I'm using express-ntlm for authenticate my users on my app. For Mac OS, browsers ask for username and password and when a user insert a wrong password, it shows a page with a forbidden message. I overwrite forbidden
function on my custom library so I can redirect users to the current URL so they can insert username and password again. For some reason this works on Chrome but not on Firefox or Safari, it just keep refreshing the page but doesn't prompt users for username and password. Looks like browser is storing the failed tried of log in and doesn't let you try again.
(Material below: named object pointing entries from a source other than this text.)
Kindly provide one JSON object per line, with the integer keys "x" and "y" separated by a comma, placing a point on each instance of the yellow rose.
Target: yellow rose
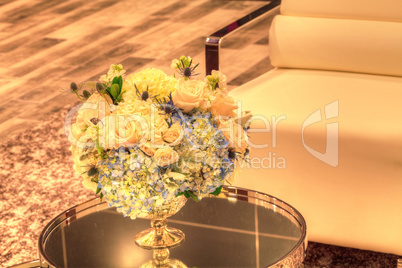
{"x": 174, "y": 134}
{"x": 178, "y": 177}
{"x": 223, "y": 106}
{"x": 235, "y": 135}
{"x": 148, "y": 149}
{"x": 166, "y": 156}
{"x": 124, "y": 131}
{"x": 157, "y": 82}
{"x": 95, "y": 107}
{"x": 243, "y": 118}
{"x": 189, "y": 94}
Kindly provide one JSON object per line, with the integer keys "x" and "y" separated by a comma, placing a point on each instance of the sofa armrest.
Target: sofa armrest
{"x": 212, "y": 43}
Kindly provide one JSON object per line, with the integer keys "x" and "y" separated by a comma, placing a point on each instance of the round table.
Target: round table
{"x": 238, "y": 228}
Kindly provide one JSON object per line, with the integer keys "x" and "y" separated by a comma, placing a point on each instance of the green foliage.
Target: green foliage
{"x": 115, "y": 90}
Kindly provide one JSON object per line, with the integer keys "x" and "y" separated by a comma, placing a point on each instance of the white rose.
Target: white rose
{"x": 189, "y": 94}
{"x": 166, "y": 156}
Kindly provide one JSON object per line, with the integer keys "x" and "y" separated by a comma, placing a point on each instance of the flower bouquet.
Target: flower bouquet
{"x": 148, "y": 140}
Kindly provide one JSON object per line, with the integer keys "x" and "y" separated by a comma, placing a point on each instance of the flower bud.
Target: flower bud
{"x": 73, "y": 87}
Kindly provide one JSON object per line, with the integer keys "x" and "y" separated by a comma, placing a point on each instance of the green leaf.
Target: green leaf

forbidden: function(req,res){
res
.status(401)
.send(`<!DOCTYPE html><html><head><body>
<h2>Login failed, Please try again.</h2></body></head>
<script>
window.setTimeout(function() {
window.location.href = '${req.url}';
}, 1000);
</script></html>`)
}
NTLM only makes sense, if you use it for SSO (without manually entering credentials).
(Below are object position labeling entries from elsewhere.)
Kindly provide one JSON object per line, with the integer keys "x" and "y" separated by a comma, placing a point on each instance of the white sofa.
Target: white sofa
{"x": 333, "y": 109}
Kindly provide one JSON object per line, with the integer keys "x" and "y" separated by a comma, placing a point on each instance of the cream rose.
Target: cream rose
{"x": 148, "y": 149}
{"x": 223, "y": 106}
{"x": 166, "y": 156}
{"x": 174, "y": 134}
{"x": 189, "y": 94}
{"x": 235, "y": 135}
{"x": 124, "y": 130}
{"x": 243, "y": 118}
In your case I would suggest you to create your own username/password form and then use some Active Directory / LDAP module to authenticate against the Domain Controller. If it succeeds the user will be logged in, otherwise you show an error and the user can try again.
You can also combine them and use
express-ntlm
if a browser comes along that support NTLM (e.g. IE) and otherwise show a login form. In my opinion this would be the biggest benefit and best UX for your users.